Last Friday we had a walk around Ripon, taking in the cathedral and finishing at Appleton’s the butchers for some proper sausage, proper bacon and a couple of cracking pork pies.
River Skell, Ripon Cathedral in the background
Like most large churches, Ripon Cathedral has undergone several phases of development and extension, the oldest part being a Saxon crypt dating from 672.
The East front
Angle of the North Transept and The Choir
Norman arches on the North Transept, Gothic on The Choir.
The early 13thC West Front is the impressive and awe-inspiring main entrance.
Inside, the spectacular workmanship continues…
Looking down the Nave to the Choir and the High Alter
The screen behind the alter is decorated with representatives of past Bishops and the odd King
The organ sits between the Crossing and the Choir, the organist sitting high above the congregation.
The organ and organists seat, through the arch is the Crossing and the Nave
The carved screens around the Choir must have taken many hours of painstaking work.
Even the ceilings reflect the majesty of the building. In stone above the sides of the Choir…
…and in timber
Then there’s the more delicate decorative feature of the stained glass.
Finally, the oldest part of the church lies beneath the Crossing.
St. Wilfrid’s Crypt dates from 672, and was probably created by Wilfrid to represent Christ’s tomb. It’s still a place of pilgrimage.
These buildings were designed to inspire awe and reflect the glory of God, they got it right here. I could have spent several hours just taking in the atmosphere of over 1200 years of worship, but we had to get back to the boat and move up to the marina, ready to collect a car from Enterprise for the weekend.

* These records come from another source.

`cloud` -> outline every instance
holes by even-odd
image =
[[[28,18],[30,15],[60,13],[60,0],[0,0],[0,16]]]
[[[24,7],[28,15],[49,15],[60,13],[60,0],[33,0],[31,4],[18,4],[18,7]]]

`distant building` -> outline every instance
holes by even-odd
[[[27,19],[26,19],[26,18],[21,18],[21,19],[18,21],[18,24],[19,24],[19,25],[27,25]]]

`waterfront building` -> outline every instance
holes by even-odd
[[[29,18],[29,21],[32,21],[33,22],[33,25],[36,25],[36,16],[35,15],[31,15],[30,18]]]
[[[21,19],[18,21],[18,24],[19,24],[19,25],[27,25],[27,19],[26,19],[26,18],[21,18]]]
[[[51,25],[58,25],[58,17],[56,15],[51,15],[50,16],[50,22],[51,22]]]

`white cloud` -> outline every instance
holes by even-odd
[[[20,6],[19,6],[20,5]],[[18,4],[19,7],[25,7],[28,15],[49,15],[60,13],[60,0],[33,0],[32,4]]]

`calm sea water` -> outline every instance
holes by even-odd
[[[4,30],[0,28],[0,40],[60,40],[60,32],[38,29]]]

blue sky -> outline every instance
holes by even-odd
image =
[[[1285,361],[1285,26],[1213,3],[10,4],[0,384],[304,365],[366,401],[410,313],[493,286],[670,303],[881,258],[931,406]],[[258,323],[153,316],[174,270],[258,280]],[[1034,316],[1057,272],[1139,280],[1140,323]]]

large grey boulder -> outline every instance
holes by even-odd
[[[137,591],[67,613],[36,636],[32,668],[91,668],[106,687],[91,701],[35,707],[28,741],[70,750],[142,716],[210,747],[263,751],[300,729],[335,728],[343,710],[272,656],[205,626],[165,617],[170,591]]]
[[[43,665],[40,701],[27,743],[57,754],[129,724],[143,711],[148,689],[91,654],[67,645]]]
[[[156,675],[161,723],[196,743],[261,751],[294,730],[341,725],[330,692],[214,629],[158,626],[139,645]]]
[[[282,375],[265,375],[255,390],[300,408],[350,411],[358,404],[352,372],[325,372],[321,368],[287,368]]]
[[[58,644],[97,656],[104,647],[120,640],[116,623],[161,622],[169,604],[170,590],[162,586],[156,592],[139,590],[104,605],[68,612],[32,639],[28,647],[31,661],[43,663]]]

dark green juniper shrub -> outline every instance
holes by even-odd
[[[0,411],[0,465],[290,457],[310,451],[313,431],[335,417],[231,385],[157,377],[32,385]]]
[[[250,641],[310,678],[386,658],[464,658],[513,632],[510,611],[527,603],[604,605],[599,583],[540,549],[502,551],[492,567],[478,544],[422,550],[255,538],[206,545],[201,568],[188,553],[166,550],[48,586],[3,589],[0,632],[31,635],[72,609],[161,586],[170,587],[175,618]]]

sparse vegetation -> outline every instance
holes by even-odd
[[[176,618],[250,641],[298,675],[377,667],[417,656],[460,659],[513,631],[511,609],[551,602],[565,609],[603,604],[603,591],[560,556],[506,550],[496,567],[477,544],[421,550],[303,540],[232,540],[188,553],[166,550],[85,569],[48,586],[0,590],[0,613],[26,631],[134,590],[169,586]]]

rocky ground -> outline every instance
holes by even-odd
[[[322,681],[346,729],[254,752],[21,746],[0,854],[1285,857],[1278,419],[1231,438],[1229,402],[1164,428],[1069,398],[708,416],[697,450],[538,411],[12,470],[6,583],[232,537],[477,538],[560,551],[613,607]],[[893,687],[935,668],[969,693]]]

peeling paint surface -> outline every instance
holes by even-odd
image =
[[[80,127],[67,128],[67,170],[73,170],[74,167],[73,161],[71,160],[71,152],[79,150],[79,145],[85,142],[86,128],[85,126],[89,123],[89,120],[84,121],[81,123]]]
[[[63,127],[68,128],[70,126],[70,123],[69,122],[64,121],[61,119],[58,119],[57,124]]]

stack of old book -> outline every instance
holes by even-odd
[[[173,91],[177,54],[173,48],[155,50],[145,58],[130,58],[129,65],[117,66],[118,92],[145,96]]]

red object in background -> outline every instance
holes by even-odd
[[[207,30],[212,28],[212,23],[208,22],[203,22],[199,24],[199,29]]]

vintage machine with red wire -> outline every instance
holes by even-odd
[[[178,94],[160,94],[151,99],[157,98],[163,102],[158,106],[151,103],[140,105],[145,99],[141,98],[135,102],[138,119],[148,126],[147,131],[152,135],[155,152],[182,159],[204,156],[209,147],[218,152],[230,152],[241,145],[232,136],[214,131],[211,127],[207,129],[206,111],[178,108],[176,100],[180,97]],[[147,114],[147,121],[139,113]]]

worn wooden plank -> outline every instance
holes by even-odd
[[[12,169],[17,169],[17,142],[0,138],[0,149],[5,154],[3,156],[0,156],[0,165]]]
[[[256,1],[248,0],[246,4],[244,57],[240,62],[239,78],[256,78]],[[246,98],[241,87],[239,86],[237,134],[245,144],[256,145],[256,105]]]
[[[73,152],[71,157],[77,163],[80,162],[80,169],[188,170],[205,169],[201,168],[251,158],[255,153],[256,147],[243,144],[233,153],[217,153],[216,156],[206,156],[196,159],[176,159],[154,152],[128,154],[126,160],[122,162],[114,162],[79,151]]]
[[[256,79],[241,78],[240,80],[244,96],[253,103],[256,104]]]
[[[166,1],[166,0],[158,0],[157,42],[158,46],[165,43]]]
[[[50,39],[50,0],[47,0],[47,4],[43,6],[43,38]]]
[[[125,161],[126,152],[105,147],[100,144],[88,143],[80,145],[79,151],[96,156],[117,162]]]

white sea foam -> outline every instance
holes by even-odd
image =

Looking back down Kirkgate from the West Front
With a smart Volkswagon Passat available, it seemed a shame not to go somewhere on Saturday, so we went off across the North York Moors, ending up at Whitby.
Neil and Val (and Meg) in front of the natural depression of the Hole of Horcum
Whitby was heaving, unsurprising on such a fine day.
Crab pots in the inner harbour
The outer harbour
The trip boats were doing a roaring trade, this is the retired RNLI lifeboat Ann Hepworth
The locals were on the lookout for scraps disposed from the fishing boats.
Yesterday we were on the road at 06:00, arriving at South Shields at around quarter past seven. I left Mags, Neil, Val and Meg there and caught the bus into Newcastle and the start line of the Great North Run.
The start zone is ¾ of a mile long, it has to be to accommodate 55,000 runners.
Even time for a bit of celebrity spotting.
Chris Chittell and Tony Audenshaw, stars of Emmerdale
Unfortunately the two headline athletes, Mo Farah and Haile Gebrselassie, had decided not to run after all, although Mo was on the start rostrum, high-fiving some of the thousands streaming past.
I’d already decided to take it easy this year, with the problems I’ve had with the ligaments in my left foot I didn’t want to risk having to drop out.
It was a close run thing though, the painkillers wore off by the end of mile three, I was limping by 9, and nearly packed it in then, but thought, what the hell, I’m nearly there, so pushed on to finish in a painful 2:04.
I hobbled back to join the rest of the gang, who had meanwhile been joined by another of Mags’ sons, Howard, and grand-daughters Melanie and Zoe, with their children Emma, Nichola, Demi and Kyle.
We set off back to Ripon and everyone else turned up shortly afterwards, much to Mag’s surprise and delight. I don’t think we’ve had eleven bodies on board before, it was a little cramped and I had to organise the seating arrangements or we were leaning quite a bit, but we had a really good, if somewhat noisy, afternoon. Sorry no pictures. Much too busy.
Today has been a quiet day. Neil and Val went back to Ingleton with Howard last evening, so it’s been just us. A lie in this morning, then some shopping on the way to drop the car back to Harrogate. The coalman has delivered to the marina this afternoon, so we got four bags off him. The forecast is for a chillier week ahead, and the stove won’t stay in overnight on wood.
We’ll be heading out of the marina tomorrow, probably back to Boroughbridge. We’ll toddle off steadily south, spending a couple of days in York. When we reach Knottingley we’ll have a decision to make. Go west and take the Aire and Calder and the Huddersfield Canals over the Pennines, use the Leeds and Liverpool and then down towards Manchester, or retrace our journey back down the Trent. We’ll see…
Thanks everyone for your support and sponsorship for the race. It may be my last... bits are starting to wrong too often!